In a sense, Johnson is replacing an old friend in Colts wide receiver Reggie Wayne, who was not re-signed after his 14th season. They used to work out together in the offseason. Wayne hasn’t said anything publicly about the Colts’ decision, which disappointed fans who adored No. 87.
Wayne said in 2012 that one of his offseason options before re-signing with the Colts was to be Johnson’s teammate with the Texans. Their ties are linked to their college alma mater, the Miami Hurricanes. Their friendship began when Wayne hosted Johnson on a recruiting visit.
“Yeah, I talked to Reggie,” Johnson said. “I wouldn’t say it’s awkward. I think it’s just the nature of the business. He was very happy for me. I called him and let him know, but I wouldn’t say that it’s awkward.”
Asked if he thought Wayne could still play, in light of a recent report that he intended to suit up for one more Colts season and then retire, Johnson said, “I’ll let Reggie answer that question. But if I had my opinion, I think he still has football left in him.”
Johnson has the respect of many, including longtime Texans beat writer John McClain of the Houston Chronicle. After the Texans released Johnson on Monday, McClain tweeted: “The team that signs Andre Johnson gets a player of the highest character, a player who leads by example and has a tremendous work ethic.”
McClain, who has known and admired Luck since the quarterback’s high school days in Houston, also tweeted this amusing observation: “When Andrew Luck visits his grandparents and other relatives in Houston, Texans should kidnap him and hide him till both games are played.”

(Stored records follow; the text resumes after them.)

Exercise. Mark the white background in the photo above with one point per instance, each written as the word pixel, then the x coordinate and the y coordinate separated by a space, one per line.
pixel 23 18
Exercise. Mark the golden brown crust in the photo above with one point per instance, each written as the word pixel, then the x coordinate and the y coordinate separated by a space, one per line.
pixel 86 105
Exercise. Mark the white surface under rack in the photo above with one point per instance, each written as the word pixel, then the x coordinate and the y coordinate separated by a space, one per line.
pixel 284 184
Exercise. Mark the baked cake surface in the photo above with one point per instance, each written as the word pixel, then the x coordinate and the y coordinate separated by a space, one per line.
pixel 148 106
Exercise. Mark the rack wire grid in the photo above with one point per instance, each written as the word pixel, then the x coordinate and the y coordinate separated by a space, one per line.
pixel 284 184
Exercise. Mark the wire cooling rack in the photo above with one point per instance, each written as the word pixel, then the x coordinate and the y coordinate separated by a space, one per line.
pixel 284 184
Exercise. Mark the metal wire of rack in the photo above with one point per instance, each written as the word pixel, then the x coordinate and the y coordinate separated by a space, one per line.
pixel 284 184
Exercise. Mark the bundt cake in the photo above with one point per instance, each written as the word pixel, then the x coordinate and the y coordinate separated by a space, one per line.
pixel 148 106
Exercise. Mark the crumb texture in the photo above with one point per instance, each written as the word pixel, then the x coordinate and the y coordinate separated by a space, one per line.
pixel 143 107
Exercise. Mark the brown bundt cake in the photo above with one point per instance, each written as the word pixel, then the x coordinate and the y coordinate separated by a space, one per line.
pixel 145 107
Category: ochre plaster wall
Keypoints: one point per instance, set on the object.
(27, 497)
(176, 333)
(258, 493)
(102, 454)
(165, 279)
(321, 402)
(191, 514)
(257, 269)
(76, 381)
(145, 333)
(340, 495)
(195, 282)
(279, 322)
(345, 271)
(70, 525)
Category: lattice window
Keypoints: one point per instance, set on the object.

There was another factor that undoubtedly factored in Johnson’s decision. Colts head coach Chuck Pagano was once a Hurricanes assistant and involved in recruiting. He visited Johnson’s home and attended his basketball games.
Johnson, like Wayne this past season, had said he wanted to be with his team “for life.” But he admitted before last season, presumably because of the 2014 offseason discord, he knew his Texans career was going to end.
The Texans couldn’t afford to keep him at a $16.1 million salary cap hit.
“It bothered me a little bit because you have people tell you that they want you to be a Texan for life,” he said of his release. “They want you to retire as a Texan and then at the end the year, they let you go. Like I said, I knew. I just had a feeling it was going to happen.”
He’s been named All-Pro twice and a Pro Bowl selection seven times. He’s set so many records. Nobody in NFL history has averaged more catches per game than Johnson’s six. He also holds the league record with 21 career games of 10-or-more receptions for 100-or-more receiving yards.
But those are just numbers. They don’t matter most to him. Especially not now.
“Like I said before, I just felt like this was the best place where I could win a championship and help win a championship,” Johnson said. “That’s what it’s all about. That’s the reason why we play the game. That’s why I’m here.”